The paper introduces some infrastructure optimization to amortize latency (redundancy, caching, etc.) and also emphasizes how some simple models (e.g., linear models) can actually outperform more accurate but slower models.
This section provides a great experience in monitoring model output based on output distribution and how it can be an indicator of model health in production.
For example, quoted from the original paper:
- A smooth unimodal distribution with a central mode might indicate high bias in the model or high Bayes error in the data
- An extreme, high frequency mode might indicate defects in the feature layer like wrong scaling or false outliers in the training data
- Non-smooth, very noisy distributions point to too excessively sparse models
- Difference in distributions between training and serving data may indicate concept drift, feature drift, bias in the training set, or other forms of training-serving skew.
- Smooth bimodal distributions with one clear stable point are signs of a model that successfully distinguishes two classes
This section introduces its experience through Experimentation through Randomized Controlled Trials (RCT). The experiment design and analysis gives a huge boost to understanding the data collected from the website and to the development of Machine Learning models.
The large majority of the successful use cases of machine learning studied in this work have been enabled by sophisticated experiment designs, either to guide the development process or to detect their impact.
The paper introduces a couple of methods for designing experiments for Machine Learning products.
Terminology for understanding trigger-based experiment process:
- Treatment: whether the change is applied to the end-user. If a user is treated, then she sees the studied change applied to the website (as compared to the control group.)
- Triggered: whether the user should be included in the final analysis of the data, based on the conditions of her data.
- Selective Triggering: Dividing the population into control and treatment groups. And trigger the users whose data is available for model features among the treated and non-treated.

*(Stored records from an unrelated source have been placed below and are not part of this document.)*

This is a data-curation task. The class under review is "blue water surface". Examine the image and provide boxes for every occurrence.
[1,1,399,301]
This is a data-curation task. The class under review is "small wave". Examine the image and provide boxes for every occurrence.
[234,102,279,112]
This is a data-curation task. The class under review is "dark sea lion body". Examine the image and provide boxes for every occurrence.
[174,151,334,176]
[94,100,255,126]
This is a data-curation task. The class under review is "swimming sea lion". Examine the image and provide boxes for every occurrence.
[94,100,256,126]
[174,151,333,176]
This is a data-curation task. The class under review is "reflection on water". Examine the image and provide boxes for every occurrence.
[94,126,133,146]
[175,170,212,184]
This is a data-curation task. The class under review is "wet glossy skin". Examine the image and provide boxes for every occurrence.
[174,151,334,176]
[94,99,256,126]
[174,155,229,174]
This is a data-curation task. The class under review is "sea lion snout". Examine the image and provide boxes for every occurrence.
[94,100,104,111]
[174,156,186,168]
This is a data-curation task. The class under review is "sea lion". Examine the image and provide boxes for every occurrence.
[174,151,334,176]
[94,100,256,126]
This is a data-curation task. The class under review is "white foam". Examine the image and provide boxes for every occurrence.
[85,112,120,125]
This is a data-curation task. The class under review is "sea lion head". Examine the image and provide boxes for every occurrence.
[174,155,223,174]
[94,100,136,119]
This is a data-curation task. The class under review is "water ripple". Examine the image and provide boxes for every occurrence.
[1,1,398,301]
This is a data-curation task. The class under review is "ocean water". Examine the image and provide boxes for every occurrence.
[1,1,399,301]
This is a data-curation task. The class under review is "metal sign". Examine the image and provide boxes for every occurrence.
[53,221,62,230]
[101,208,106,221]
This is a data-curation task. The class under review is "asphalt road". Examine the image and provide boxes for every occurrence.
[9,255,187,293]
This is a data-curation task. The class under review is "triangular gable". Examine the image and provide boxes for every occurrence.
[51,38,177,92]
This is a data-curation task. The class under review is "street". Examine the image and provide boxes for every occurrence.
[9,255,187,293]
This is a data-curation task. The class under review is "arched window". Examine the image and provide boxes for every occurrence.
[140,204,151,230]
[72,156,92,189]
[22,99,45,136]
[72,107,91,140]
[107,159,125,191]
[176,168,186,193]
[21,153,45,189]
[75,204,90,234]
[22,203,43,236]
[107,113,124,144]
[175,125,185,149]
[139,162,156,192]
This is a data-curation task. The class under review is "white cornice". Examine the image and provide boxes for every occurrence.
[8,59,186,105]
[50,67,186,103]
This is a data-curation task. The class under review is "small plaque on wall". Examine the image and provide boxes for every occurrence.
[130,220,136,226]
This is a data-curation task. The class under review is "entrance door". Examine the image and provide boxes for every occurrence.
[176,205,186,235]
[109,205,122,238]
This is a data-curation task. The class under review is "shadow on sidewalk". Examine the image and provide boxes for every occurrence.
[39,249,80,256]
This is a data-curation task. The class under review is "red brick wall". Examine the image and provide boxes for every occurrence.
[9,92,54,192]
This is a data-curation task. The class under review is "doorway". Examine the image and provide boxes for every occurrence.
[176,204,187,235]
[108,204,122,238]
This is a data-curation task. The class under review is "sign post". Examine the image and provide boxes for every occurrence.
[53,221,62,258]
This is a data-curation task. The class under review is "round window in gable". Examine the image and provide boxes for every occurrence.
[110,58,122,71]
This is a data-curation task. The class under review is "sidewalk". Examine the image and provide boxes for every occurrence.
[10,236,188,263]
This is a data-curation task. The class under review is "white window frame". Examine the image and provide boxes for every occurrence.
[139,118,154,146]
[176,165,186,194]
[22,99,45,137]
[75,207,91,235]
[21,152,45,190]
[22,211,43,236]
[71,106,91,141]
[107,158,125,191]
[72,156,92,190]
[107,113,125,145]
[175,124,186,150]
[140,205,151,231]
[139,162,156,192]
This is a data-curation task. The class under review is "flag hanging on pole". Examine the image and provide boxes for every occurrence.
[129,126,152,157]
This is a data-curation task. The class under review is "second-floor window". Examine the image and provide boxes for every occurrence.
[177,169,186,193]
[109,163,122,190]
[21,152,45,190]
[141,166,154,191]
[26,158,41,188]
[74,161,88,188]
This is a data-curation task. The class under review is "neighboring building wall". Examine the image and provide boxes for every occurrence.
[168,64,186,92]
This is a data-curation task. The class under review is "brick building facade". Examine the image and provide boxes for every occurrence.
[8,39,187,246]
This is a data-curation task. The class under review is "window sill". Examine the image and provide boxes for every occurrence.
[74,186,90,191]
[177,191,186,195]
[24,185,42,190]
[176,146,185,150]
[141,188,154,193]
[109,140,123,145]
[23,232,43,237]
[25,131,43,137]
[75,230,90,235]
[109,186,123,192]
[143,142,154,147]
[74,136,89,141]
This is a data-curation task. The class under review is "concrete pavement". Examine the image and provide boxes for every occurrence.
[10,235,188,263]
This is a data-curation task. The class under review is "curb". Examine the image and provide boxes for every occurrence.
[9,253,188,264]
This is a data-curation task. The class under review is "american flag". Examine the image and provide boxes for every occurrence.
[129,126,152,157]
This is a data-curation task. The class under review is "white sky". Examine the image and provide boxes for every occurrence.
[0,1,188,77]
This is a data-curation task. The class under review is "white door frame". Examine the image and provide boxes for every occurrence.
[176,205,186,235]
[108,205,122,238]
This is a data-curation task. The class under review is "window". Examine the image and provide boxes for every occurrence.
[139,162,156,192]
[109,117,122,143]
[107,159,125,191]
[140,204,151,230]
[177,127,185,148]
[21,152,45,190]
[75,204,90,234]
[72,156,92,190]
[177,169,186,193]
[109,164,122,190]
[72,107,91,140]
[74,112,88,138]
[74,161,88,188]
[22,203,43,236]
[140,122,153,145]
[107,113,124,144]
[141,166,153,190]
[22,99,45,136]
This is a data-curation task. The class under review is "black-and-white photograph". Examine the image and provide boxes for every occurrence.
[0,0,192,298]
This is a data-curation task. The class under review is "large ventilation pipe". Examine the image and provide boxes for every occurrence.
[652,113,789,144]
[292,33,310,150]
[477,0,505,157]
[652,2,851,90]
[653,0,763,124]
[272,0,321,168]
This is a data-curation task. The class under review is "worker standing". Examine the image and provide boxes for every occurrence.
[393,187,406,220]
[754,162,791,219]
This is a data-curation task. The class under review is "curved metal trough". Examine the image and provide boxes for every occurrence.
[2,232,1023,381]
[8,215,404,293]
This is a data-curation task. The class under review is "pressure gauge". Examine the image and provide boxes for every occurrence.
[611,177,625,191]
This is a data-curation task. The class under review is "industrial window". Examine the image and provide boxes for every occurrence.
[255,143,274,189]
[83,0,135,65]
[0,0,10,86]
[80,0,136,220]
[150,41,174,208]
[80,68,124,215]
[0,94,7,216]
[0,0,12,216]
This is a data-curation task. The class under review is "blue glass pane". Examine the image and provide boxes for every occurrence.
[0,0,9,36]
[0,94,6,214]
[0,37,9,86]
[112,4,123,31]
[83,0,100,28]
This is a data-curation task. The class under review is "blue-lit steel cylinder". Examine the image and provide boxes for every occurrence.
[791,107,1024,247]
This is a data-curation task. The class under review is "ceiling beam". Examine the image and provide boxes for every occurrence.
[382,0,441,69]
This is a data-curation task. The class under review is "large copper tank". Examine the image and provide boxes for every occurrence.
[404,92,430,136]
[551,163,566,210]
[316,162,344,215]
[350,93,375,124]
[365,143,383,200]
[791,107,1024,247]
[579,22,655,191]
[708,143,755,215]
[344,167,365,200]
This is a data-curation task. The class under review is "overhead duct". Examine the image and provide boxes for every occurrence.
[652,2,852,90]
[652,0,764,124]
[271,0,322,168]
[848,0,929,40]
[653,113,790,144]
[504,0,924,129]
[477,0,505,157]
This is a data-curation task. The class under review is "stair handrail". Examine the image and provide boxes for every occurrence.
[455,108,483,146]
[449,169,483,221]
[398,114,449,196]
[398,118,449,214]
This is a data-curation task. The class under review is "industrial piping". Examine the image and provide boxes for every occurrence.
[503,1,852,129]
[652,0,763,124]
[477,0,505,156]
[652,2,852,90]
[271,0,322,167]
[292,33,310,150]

- Model-output Dependent Triggering: The treatment criteria might depend on one model output. Divide users into the control group where the model is not invoked and where the model is invoked. And where the model is invoked, further divide users into group 1: treatment, and group 2: non-treatment, where group 2 users are not treated even if the model output satisfies. Then the experiment is limited to users whose model satisfies.
- Comparing Models: To evaluate a new model 2 against model 1, create a control group where only model 1 is invoked. Create experiment groups where both models are invoked, with group 1 uses model 2 output, and a compare group 2 which uses model 1 output. And only trigger the users where the two models disagree.
In this way, we’re limiting the experiment subjects that are most interesting to model performance and limiting noise in the dataset.
This paper shares great experiences in understanding and tackling Machine Learning challenges in real-world services. And it provides guidance in designing and analyzing Machine Learning models in production.